The SMD is aimed at harmonising the rules for credit servicers and NPLs purchasers and at supporting the development of a secondary market for NPLs in the European Union, while ensuring that the sale of such credits does not prejudice the rights of debtors.

The SMD intervenes to remove national barriers to the transfer of NPLs in order to encourage the circulation of such loans and promote the liquidity of such assets. At the same time, the safeguards and protections in favour of transferred debtors are increased by creating an authorisation and supervisory regime applicable to “credit servicers” (gestori di crediti in sofferenza) and by regulating the relationship between the purchaser, the credit servicer and, where applicable, the credit management services providers. It also introduces, inter alia, provisions specifically aimed at protecting debtors, including: (i) disclosure requirements, (ii) the imposition of rules of conduct, (iii) the introduction of a new supervised entity (i.e., the credit servicer), (iv) the possibility of filing complaints, and (v) new safeguards in contractual matters and in creditor-debtor relationships.
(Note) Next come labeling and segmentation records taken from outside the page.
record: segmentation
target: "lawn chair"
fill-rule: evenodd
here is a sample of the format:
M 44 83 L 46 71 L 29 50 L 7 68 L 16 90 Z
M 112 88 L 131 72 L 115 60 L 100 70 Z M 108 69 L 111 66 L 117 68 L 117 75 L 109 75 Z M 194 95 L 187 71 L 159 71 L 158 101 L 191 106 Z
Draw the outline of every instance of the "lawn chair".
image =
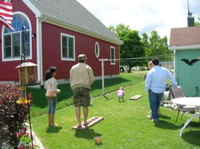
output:
M 182 88 L 180 86 L 171 87 L 170 93 L 173 98 L 185 97 L 185 95 L 183 94 Z M 182 112 L 182 115 L 181 115 L 181 119 L 182 119 L 183 114 L 185 112 L 195 112 L 195 106 L 178 105 L 178 115 L 176 117 L 175 122 L 177 122 L 180 112 Z

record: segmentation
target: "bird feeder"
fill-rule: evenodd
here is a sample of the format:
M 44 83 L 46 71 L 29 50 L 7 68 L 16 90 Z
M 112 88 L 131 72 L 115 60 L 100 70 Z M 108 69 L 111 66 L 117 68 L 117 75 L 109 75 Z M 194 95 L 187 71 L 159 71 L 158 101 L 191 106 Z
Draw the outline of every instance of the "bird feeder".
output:
M 18 104 L 30 103 L 30 100 L 28 100 L 28 98 L 27 98 L 27 87 L 26 86 L 19 86 L 18 90 L 19 90 L 19 93 L 20 93 L 20 98 L 16 102 Z
M 33 85 L 36 84 L 36 64 L 31 62 L 24 62 L 17 66 L 19 82 L 21 85 Z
    • Legislative Decree No. 116 of 30 July 2024

The SMD regulation has been transposed into the Italian legal framework by means of Legislative Decree No. 116 of 30 July 2024, published in the Official Gazette of the Italian Republic on 13 August 2024 (the “Decree“), which supplemented the provisions set forth in the Consolidated Law on Banking, by introducing a new Chapter II in Title V, dedicated to the activity of purchasing and servicing NPLs. The Decree provides for the regulation of the new figure of intermediary introduced by the SMD – the “NPLs servicer” – authorised and supervised by the Bank of Italy. The Decree also introduces certain changes to the provisions set forth in Title VI of the Consolidated Law on Banking related to transparency and relationships with customers (in relation to real estate credit to consumers), as well as to the sanctioning discipline set forth in Title VIII of the Consolidated Law on Banking.

    • Public Consultation

The Decree required the Bank of Italy to adopt the implementing provisions of the Consolidated Law on Banking, as amended by the Decree, within six months of the Decree’s entry into force (the “Implementing Provisions”).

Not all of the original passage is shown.